Una persona que emplea esta herramienta poderosa para arruinar, para provocar el caos, para herir, necesariamente se está poniendo en una situación terrible. Causa el mal a otros, corrompe el entorno (natural o social), pero básicamente demuestra que está alterada en su interior. Carece de paz interna, está sofocada por el EGO. Esto es enfermedad a nivel moral, emocional, mental, social que contamina también al cuerpo.
Lo de fuera termina por mostrar lo de dentro.
Al decir de Miguel de Unamuno: “La lengua no es la envoltura del pensamiento sino el pensamiento mismo”. El pensamiento negativo, la palabra vil, la conducta perversa viste al cuerpo –la persona- de metzorá.

Somos amos de nuestro silencio y esclavos de nuestra palabra, ¡gran verdad!

 

 

Agujereando el alma

Había un niño que tenía muy, pero que muy mal carácter. Un día, su padre le dio una bolsa con clavos y le dijo que cada vez que perdiera la calma, que él clavase un clavo en la cerca de detrás de la casa.

El primer día, el niño clavó 37 clavos en la cerca. Al día siguiente, menos, y así en los días posteriores. Él niño se iba dando cuenta de que era más fácil controlar su genio y su mal carácter, que clavar los clavos en la cerca.

Finalmente llegó el día en que el niño no perdió la calma ni una sola vez y se lo dijo a su padre que no tenía que clavar ni un clavo en la cerca. Él había conseguido, por fin, controlar su mal temperamento.

Su padre, muy contento y satisfecho, sugirió entonces a su hijo que por cada día que controlase su carácter, sacase un clavo de la cerca.

Los días pasaron y el niño pudo finalmente decir a su padre que ya había sacado todos los clavos de la cerca. Entonces el padre llevó a su hijo, de la mano, hasta la cerca de detrás de la casa y le dijo:

– Mira, hijo, has trabajo duro para clavar y quitar los clavos de esta cerca, pero fíjate en todos los agujeros que quedaron en la cerca. Jamás será la misma.

Lo que quiero decir es que cuando dices o haces cosas con mal genio, enfado y deficiente carácter, dejas una cicatriz, como estos agujeros en la cerca. Ya no importa tanto que pidas perdón. La herida estará siempre allí. Y una herida física es igual que una herida verbal.

Los amigos, así como los padres y toda la familia, son verdaderas joyas a quienes hay que valorar. Ellos te sonríen y te animan a mejorar. Te escuchan, comparten una palabra de aliento y siempre tienen su corazón abierto para recibirte.
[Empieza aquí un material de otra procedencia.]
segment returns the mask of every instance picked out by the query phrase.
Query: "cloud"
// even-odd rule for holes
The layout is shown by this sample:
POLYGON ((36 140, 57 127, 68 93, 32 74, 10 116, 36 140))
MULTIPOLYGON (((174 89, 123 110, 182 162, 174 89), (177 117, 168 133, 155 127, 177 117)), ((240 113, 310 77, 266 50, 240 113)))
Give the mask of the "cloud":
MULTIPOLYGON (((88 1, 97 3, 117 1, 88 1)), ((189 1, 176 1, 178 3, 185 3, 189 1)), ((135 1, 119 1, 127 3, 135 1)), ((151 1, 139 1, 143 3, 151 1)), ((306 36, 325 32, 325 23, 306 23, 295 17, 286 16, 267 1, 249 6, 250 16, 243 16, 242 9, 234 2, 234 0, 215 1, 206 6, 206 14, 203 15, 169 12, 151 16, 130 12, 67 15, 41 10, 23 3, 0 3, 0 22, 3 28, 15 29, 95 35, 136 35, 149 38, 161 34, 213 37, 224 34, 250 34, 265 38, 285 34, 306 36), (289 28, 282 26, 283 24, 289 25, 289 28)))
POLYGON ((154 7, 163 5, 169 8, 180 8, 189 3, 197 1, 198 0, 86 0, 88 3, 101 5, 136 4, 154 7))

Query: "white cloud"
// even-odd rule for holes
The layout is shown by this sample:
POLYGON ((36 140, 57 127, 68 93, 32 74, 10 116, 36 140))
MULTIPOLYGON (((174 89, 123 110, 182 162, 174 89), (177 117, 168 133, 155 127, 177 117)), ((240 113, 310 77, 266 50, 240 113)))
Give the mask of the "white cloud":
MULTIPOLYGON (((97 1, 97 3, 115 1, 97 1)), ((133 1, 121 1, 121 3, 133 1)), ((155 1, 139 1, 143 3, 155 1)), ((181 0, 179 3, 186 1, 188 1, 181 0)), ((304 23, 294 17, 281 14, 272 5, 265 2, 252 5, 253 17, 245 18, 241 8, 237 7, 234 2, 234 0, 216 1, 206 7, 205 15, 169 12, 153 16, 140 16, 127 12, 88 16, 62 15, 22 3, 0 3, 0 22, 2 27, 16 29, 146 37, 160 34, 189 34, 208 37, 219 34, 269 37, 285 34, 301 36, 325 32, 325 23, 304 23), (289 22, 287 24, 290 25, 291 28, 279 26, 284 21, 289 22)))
Las palabras de su padre, así como la experiencia vivida con los clavos, hicieron que el niño reflexionase sobre las consecuencias de su carácter.

Basado en relato de León Tolstoi

 

Reflexionamos juntos

1. ¿Cuál es la moraleja del cuento?

2. ¿Cómo lo relacionas con el comentario que hicimos de la parashá?

3. ¿Te pasó alguna vez que quisiste borrar algo que recién dijiste?

4. ¿Cuál te parece era la reacción de la gente al ver a un enfermo de metzorá?

5. ¿Por qué metzorá atacaba la piel y no algún órgano interno, que no fuera visible?

6. ¿Cómo podemos hacer para usar la palabra para construir shalom?